Brokering. Curious choice of words. “Black market? Or what?”
“Regular trade up to Cobo. And, yes, black market. Smuggling.”
“Black market . . . in what?”
“Items that never should have left their final resting place.”
That sounded like grave-robbing. But there was one vast grave all the Marid respected. Or should respect.
“Are you talking about artifacts?”
“Among other things. Yes.”
“Where are they dealing?”
“Oh, Cobo, again. Or northward. Or east. With or without their knowledge, northern lords with more money than they need have helped finance your northern Shadow Guild for decades, and Jorida is the hub of it. Jorida funds the looters. Dojisigi, mostly. The flotsam that washed up last, from the Great Wave, brigands from the outset. And if Tiajo’s network shatters, the pieces will follow their usual route and end up right on your doorstep, paidhi.

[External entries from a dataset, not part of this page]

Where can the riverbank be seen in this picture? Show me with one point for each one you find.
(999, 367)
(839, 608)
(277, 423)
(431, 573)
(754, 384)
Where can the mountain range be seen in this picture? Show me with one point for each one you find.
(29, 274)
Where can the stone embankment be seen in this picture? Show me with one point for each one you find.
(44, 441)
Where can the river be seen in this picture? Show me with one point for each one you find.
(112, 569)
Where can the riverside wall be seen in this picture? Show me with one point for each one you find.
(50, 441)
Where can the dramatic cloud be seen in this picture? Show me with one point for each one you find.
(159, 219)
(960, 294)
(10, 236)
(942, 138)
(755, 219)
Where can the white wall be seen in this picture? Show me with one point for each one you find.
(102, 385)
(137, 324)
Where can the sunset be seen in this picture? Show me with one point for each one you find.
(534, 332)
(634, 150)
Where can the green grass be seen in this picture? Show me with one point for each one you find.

I have warned the dowager, and yes, the ships were late into position. This noisy arrival down from the heights hastened everything into motion, with the sh
ips not yet in position.”
“They were to block both harbors. Lusi’ei and Amarja.”
“One to block Lusi’ei. One to stand off ready to move if needed.”
Machigi had been handed a plan he had not been given. Nor, likely, had Tabini, who commanded the navy.
“What were they to do—the ships? What changed?”
“The one to block Lusi’ei. The other to watch traffic out of Amarja, possibly to defend Tanaja.”
Machigi’s own capital. Likely the ships were the protection he had wanted.
“The second seems to be heading now toward Amarja. And the Guild force is going in.”
“I have warned her: starve it out rather than burn it. Hit Amarja with major force and the enemy will move.” Machigi made a fist and expanded it, fingers in various directions. “They will not fight. And some will be on the west coast, where they always were.”
It was not exactly news that Ashidama, the bay south of his own Najida and Geigi’s Kajiminda, was a recalcitrant area that had never quite joined the rest of the aishidi’tat, but it had also not actively supported the coup against Tabini. It had not actively done anything during the Troubles but trade with the Marid and trade with Cobo. They were not one of Machigi’s own trading partners: Machigi did trade with the west coast, but further north, at Cobo.
Goods from the northern Marid, however, flowed to Ashidama Bay by ship out of the townships. Najida likewise traded most of its produce and fish down to Ashidama townships; and villages all along the coasts bought and sold there, as well, in a village-to-village commerce.
“Can you be more specific, nandi?” Bren asked. “What should I say to the dowager?”
“Say that if she can recall the aiji’s forces, it would prevent a problem. You can reach her by this new system.”
“Yes, nandi. I can.”
He pushed back from the table, moved off a few paces and looked at Jago. “Inform Banichi and inform Cenedi.”